In a profession with so many like minded, similar professionals, often I find myself questioning my choice.
Often the phrases “Am I good enough?” “She’s booking, why am I not?” “I must not be good enough, I didn’t book that client.” or my favorite “Maybe I should just quit.”
Let that sink in….
- I have won awards.
- I have worked with various non profits, I have my own art gallery coming up in 2019, in Minneapolis MN.
- I have my own studio, that I paid for with my own income (Not by being funded by my significant others wage)
- I’ve traveled across the country to study with some of the nations best photographers.
- I book weddings across a three state region…
And I’ve only just started. I’m only 25. I’ve only been a professional photographer for 5 years. I literally started before I could drink!! So why am I so hard on myself?
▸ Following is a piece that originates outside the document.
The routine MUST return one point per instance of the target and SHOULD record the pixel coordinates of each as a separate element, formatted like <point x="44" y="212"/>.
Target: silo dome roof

Why do I keep being my own worse enemy? Because I keep taking the blinders off.
I keep comparing myself to some random photographer, who may charge WAY less then me. Who might not even be BOOKING people, they might just be friends, model calls or free sessions.
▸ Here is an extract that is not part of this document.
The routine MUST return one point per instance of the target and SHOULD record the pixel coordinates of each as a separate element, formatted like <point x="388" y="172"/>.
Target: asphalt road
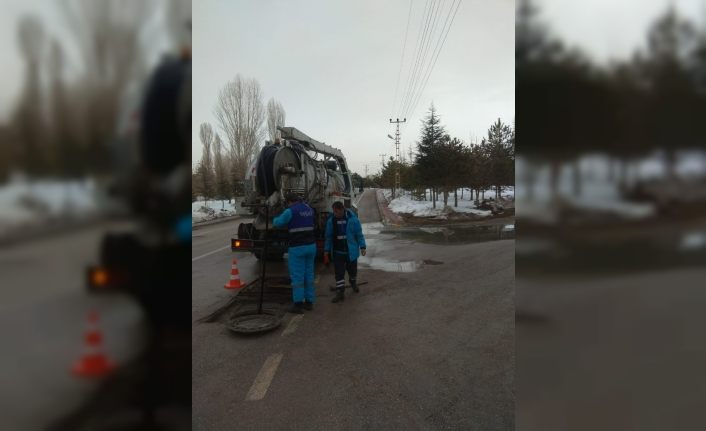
<point x="43" y="312"/>
<point x="427" y="344"/>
I’ve said this before, but it sure feels fitting for what I’m feeling right now:
Comparison is the thief of joy.
We all do it. We see someone else successful, and we look back on ourselves and go… Wtf am I doing.. Why do I suck so bad..
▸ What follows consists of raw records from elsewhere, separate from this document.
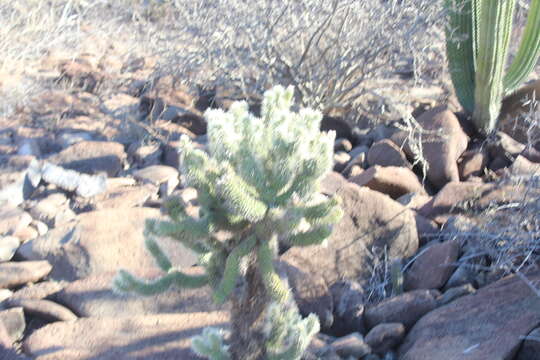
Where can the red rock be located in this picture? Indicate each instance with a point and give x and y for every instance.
(406, 308)
(488, 324)
(386, 153)
(390, 180)
(433, 267)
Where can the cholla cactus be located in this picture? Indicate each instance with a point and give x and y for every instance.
(477, 42)
(259, 183)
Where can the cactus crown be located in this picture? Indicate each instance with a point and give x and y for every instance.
(477, 39)
(258, 183)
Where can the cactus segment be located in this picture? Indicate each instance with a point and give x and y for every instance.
(460, 49)
(158, 254)
(125, 282)
(232, 269)
(275, 287)
(528, 52)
Don’t compare yourselves to others. Don’t size up your competition instead put the blinders on and run your race.
Don’t be envious of others, instead enjoy the journey you’ve begun. Drive the negative thoughts and feelings from your head, and soon your perspective will change and you’ll be succeeding. Perception is reality, and if your outlook is poor, your life will be too.
So, back to my original topic.
Why am I being like this?? Because I am not running my race. I am too focused on what someone else is doing, to focus on what I AM DOING. And what I am doing is fantastic.
I raised you to be a thoroughbred. When thoroughbreds run, they wear blinders to keep their eyes focused straight ahead with no distractions, no other horses. They hear the crowd, but they don’t listen. They just run their own race. That’s what you have to do. Don’t listen to anyone comparing you to me or to anyone else. You just run your own race.